Where you are allowed to park on the street, it’s free. Except in so-called “Kurzparkzonen” (short-term parking areas). And there are a lot of these Kurzparkzonen in Vienna.
So how do you know if you’re in a Kurzparkzone?
You don’t. That’s the difficulty.
Well, it’s not quite that bad (but close).
These zones may be marked clearly, much like the “no parking” zones. This sign indicates the start:
“Gebührenpflichtig” means you have to pay to park here during the indicated times: Monday to Friday (except on public holidays) from 8am to 6pm, and Saturdays (except on public holidays) from 8am to midday.
“Parkdauer 1,5 St.” means you are allowed to park in this zone for a maximum of 1.5 hours during these times. Outside of the given times, parking is free and not limited in duration.
You might also see a blue warning sign on the road indicating you’re entering a Kurzparkzone:
This sign marks the end of the Kurzparkzone:
If all such zones were marked like this, parking would be a bundle of joyful clarity. But…
Most districts in Vienna have introduced Kurzparkzonen across large areas or the entire district. These zones are marked at their perimeter, but the signs or blue road markings are very easy to miss or forget.
Once you’re inside one of these big zones, don’t expect further signs to indicate you’re in a Kurzparkzone. You’ll only see extra signs when different parking regulations apply, such as on busy shopping streets where the maximum parking duration may be shorter than the general rule for the area.
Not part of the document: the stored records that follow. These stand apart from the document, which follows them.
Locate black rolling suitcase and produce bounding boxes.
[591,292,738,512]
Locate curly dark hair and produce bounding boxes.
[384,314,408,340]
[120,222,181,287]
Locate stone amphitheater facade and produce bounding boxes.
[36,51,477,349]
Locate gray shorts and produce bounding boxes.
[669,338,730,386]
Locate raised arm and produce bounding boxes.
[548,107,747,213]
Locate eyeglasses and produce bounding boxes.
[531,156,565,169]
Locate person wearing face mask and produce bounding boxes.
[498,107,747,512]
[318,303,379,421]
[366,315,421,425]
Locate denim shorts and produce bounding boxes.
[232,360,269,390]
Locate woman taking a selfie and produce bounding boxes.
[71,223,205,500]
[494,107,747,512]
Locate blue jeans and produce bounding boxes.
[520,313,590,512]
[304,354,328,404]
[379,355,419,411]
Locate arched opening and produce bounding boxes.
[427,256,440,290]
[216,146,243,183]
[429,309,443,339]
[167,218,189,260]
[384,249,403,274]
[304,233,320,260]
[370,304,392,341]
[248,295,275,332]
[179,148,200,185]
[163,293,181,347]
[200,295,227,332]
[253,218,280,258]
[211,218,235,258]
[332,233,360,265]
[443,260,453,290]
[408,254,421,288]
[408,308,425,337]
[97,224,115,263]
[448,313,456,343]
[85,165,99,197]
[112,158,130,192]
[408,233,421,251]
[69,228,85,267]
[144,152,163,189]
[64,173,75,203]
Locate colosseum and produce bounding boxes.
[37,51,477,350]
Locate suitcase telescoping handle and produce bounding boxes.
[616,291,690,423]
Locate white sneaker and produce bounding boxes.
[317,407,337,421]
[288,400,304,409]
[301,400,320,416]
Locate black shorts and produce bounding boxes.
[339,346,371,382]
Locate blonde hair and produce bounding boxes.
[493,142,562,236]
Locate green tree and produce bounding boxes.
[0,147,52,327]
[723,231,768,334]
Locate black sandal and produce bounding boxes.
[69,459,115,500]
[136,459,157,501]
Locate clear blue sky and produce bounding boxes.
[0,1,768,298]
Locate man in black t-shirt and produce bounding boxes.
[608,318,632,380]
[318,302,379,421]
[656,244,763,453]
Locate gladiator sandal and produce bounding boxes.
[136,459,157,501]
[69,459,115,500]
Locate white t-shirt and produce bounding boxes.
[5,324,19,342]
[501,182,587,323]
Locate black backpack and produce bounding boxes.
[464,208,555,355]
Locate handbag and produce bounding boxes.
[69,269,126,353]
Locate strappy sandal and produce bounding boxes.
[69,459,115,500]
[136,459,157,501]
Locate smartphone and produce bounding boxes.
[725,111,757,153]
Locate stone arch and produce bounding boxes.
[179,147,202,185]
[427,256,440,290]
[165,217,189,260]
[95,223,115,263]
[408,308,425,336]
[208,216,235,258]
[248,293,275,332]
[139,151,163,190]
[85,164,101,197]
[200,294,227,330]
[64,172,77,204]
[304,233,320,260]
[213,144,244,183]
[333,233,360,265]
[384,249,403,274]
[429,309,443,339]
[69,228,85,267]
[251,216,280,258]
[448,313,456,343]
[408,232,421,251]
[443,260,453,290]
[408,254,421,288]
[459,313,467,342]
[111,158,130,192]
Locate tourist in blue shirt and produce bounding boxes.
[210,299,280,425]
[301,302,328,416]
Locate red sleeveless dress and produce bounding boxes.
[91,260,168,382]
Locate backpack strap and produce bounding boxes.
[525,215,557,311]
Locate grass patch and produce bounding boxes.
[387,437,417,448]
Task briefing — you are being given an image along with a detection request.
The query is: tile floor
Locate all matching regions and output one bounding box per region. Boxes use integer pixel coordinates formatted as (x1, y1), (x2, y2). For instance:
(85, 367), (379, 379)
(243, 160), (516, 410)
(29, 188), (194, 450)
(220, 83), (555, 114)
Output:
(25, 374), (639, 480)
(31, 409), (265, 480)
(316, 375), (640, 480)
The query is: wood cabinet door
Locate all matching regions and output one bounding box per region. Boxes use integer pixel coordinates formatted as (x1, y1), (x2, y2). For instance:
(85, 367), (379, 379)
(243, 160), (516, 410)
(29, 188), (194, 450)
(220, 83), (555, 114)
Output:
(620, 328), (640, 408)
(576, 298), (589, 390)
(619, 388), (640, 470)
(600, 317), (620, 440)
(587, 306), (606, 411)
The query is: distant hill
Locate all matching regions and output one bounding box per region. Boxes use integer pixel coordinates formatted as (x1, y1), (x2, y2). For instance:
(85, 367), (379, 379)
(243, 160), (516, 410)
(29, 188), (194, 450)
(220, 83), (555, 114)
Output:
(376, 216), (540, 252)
Fortunately, the city authorities provide clear information (including a map) in English which indicates where these broad zones are and which days and hours they apply.
If you’re anywhere halfway central, you can assume it’s a Kurzparkzone.
(Frankly, it’s only a matter of time before all of Vienna is a Kurzparkzone. The zones have reduced traffic and made it easier to find temporary parking spaces, so are pretty popular with most of the local population.)
Tip: some stretches of roadside marked as permanent no-parking zones may still be full of cars. Which might tempt you to park there. But it’s often because the area is reserved for residents with permanent parking permits (“Parkkleber”).
For example, this sign indicates no parking except for people with a parking permit for the 8th district or those with a disabled badge:
So how do you pay if you’re in a Kurzparkzone during restricted hours?
Paying in a Kurzparkzone
Vienna does not have ticket machines or parking meters for the Kurzparkzonen. Instead, you have two payment options:
- Buy, fill out and display a Parkschein (a prepaid ticket/voucher)
- Buy time through your mobile phone. You must first register with the “Handyparken” website, buy credit, and then use SMS or an app to purchase a Parkschein digitally
The second option is easy and convenient, but the website was all in German last time I checked. So the first option may be better for you as a visitor.